O phenylenediamine dihydrochloride substrate reagent

The presence of TNP-specific IgM in serum was estimated by ELISA as previously described (27 (link)). For this, microtitre plates were coated with 5 μg/ml of TNP-BSA (Biosearch technologies) in a volume of 100 μl PBS overnight at 4°C. Thereafter, non-specific binding sites were blocked by incubation with 1% BSA in PBS with 0.05% Tween 20 (PBT) for 1 h at RT. Plates were then washed with PBT and a 1/500 dilution of each serum sample in PBS 1% BSA added to each well and incubated for 1 h at RT. Serum samples from all groups were analyzed in duplicate wells. After washing three times with PBT, each well was incubated with 1 μg/ml biotinyilated anti-trout IgM mAb (clone 4C10) diluted in PBS 1% BSA for 1 h at RT. The plates were washed again three times in PBT and 100 ng/ml of HRP-streptavidin (Thermo Fisher Scientific) added to each well in 100 μl PBS 1% BSA. After incubation at RT for 1 h, 100 μl of o-phenylenediamine dihydrochloride substrate reagent (Sigma-Aldrich) were added to each well. The reaction was stopped after 15 min by adding 50 μl of 2.5 M H₂SO₄. Absorbances were recorded at 490 nm using a FLUOstar Omega (BMG Labtech) plate reader. Internal positive and negative control samples were also included.

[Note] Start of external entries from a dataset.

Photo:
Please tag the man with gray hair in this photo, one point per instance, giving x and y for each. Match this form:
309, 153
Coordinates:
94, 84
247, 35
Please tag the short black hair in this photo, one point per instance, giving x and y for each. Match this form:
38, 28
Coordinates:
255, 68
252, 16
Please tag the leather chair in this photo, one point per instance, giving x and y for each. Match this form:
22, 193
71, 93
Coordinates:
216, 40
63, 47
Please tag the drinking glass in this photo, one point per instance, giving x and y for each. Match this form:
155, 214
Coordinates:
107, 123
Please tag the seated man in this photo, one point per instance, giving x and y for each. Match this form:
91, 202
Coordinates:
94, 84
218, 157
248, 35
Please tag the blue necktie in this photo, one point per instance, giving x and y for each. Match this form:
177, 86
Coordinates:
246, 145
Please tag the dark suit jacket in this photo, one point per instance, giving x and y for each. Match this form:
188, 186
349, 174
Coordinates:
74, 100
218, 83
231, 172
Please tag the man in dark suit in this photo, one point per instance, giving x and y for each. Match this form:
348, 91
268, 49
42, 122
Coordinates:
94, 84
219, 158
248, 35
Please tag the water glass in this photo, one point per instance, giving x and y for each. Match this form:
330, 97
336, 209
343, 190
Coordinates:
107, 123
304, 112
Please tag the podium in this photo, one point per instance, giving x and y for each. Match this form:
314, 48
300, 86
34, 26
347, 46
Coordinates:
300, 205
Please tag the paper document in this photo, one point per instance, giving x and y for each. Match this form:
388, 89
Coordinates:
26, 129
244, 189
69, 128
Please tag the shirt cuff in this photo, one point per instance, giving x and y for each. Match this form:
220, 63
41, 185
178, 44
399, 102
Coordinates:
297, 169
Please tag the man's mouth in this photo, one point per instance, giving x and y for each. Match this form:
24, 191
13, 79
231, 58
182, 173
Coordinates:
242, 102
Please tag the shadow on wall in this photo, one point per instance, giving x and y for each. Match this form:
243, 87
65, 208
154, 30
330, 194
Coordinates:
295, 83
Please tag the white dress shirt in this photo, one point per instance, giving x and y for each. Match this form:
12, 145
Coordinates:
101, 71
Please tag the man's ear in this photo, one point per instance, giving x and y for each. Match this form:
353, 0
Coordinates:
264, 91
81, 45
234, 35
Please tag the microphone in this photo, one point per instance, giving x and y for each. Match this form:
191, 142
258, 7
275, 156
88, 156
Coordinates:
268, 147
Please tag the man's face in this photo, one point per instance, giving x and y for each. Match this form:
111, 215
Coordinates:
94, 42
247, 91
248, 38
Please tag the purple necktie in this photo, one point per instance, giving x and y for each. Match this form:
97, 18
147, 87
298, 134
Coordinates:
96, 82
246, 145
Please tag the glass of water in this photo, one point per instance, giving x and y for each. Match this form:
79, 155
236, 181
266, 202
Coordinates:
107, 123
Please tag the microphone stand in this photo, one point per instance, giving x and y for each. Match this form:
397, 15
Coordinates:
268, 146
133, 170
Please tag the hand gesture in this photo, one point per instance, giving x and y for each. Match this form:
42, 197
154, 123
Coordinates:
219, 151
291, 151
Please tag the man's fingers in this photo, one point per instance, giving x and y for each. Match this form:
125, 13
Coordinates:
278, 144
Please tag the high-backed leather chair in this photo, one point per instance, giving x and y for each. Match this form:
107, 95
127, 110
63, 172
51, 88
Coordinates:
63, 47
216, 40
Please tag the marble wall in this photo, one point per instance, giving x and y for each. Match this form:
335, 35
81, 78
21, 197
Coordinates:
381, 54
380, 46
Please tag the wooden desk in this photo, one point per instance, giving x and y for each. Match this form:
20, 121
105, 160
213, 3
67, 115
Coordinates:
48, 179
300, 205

The presence of IPNV-specific trout IgM in serum of immunized fish was estimated by ELISA following a protocol previously described by Munang’andu et al. (29 (link)). For this, plates were coated with 100 μl of polyclonal anti-IPNV antibody diluted at 1:5000 in diluent buffer (0.05 M carbonate buffer pH 9.7) and incubated overnight at 4°C. Plates were washed 3 times in PBS-0.05% Tween-20 (PBT) and blocked with 5% fat free dry milk-PBS for 2 h at RT. Viral antigen of the T_T217A₂₂₁ IPNV strain was added to each well after incubation at RT for 2 h. Diluted sera in 1% dry milk 5% fat free dry milk-PBS were added to each well. Blank and positive controls were also included. After incubation at 4°C overnight, each well was incubated with 1 μg/ml biotinyilated anti-trout IgM mAb (clone 1.14) diluted in 5% fat free dry milk-PBS for 1 h at RT. The plates were washed again three times in PBT and 100 ng/ml of HRP-streptavidin (Thermo Fisher Scientific) added to each well in 100 μl 5% fat free dry milk-PBS. After incubation at RT for 1 h, 100 μl of o-phenylenediamine dihydrochloride substrate reagent (Sigma-Aldrich) were added to each well. The reaction was stopped after 15 min by adding 50 μl of 2.5 M H₂SO₄. Absorbances were recorded at 490 nm using a FLUOstar Omega (BMG Labtech) plate reader. Internal positive and negative control samples were included in all assays.